Collected in the eastern Gulf of Mexico in 2010, the male kitefin shark only measures 15 cm in length and has five distinctive features not found in the only other known specimen of its kind.
The older specimen was captured in the Eastern Pacific Ocean in 1979 and is now housed at the Zoological Museum in St. Petersburg, Russia, the research team said in a press release last week.
Both the original Pacific Ocean specimen and the newer specimen from the Gulf of Mexico have a tiny pocket gland on each side of their body near the gills that can produce luminous fluid, which scientists believe is a means of attracting prey.
On top of that, the newer specimen possesses notable differences include fewer vertebrae and numerous light-producing photophores that cover much of its body, according to the researchers.

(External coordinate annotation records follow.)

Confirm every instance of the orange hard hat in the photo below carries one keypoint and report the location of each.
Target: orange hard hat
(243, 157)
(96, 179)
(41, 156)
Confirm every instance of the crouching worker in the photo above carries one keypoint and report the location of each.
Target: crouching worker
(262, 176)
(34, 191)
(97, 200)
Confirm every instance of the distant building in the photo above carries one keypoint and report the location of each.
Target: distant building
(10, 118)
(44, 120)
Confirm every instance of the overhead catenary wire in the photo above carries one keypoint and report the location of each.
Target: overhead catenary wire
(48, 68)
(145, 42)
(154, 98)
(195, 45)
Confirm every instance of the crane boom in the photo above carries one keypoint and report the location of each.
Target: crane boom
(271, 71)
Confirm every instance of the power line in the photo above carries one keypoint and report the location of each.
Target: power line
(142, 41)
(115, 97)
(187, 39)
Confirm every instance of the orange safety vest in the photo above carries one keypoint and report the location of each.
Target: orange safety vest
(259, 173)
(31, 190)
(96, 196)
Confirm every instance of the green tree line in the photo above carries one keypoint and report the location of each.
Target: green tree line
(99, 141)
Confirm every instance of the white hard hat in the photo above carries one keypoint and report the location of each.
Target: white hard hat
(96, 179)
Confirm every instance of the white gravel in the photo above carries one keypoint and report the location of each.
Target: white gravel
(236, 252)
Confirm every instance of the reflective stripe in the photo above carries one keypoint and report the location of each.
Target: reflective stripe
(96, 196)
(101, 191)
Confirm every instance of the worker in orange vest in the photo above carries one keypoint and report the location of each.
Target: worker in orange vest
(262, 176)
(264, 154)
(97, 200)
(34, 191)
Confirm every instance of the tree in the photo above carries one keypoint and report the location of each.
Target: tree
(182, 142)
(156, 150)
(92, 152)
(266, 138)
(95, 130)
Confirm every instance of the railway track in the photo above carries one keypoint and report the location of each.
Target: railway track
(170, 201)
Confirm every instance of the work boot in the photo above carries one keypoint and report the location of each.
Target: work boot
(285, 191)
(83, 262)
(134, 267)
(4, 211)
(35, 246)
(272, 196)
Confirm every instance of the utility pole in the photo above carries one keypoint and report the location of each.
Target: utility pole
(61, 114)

“The fact that only one pocket shark has ever been reported from the Gulf of Mexico, and that it is a new species, underscores how little we know about the Gulf – especially its deeper waters – and how many additional new species from these waters await discovery,” said Henry Bart, an author of the study at the Tulane University in the US state of Louisiana.
“Both are separate species, each from separate oceans. Both are exceedingly rare,” said study author Mark Grace of the National Marine Fisheries Service-Mississippi Laboratories of the National Oceanic and Atmospheric Administration.
The new findings were published recently in the animal taxonomy journal Zootaxa.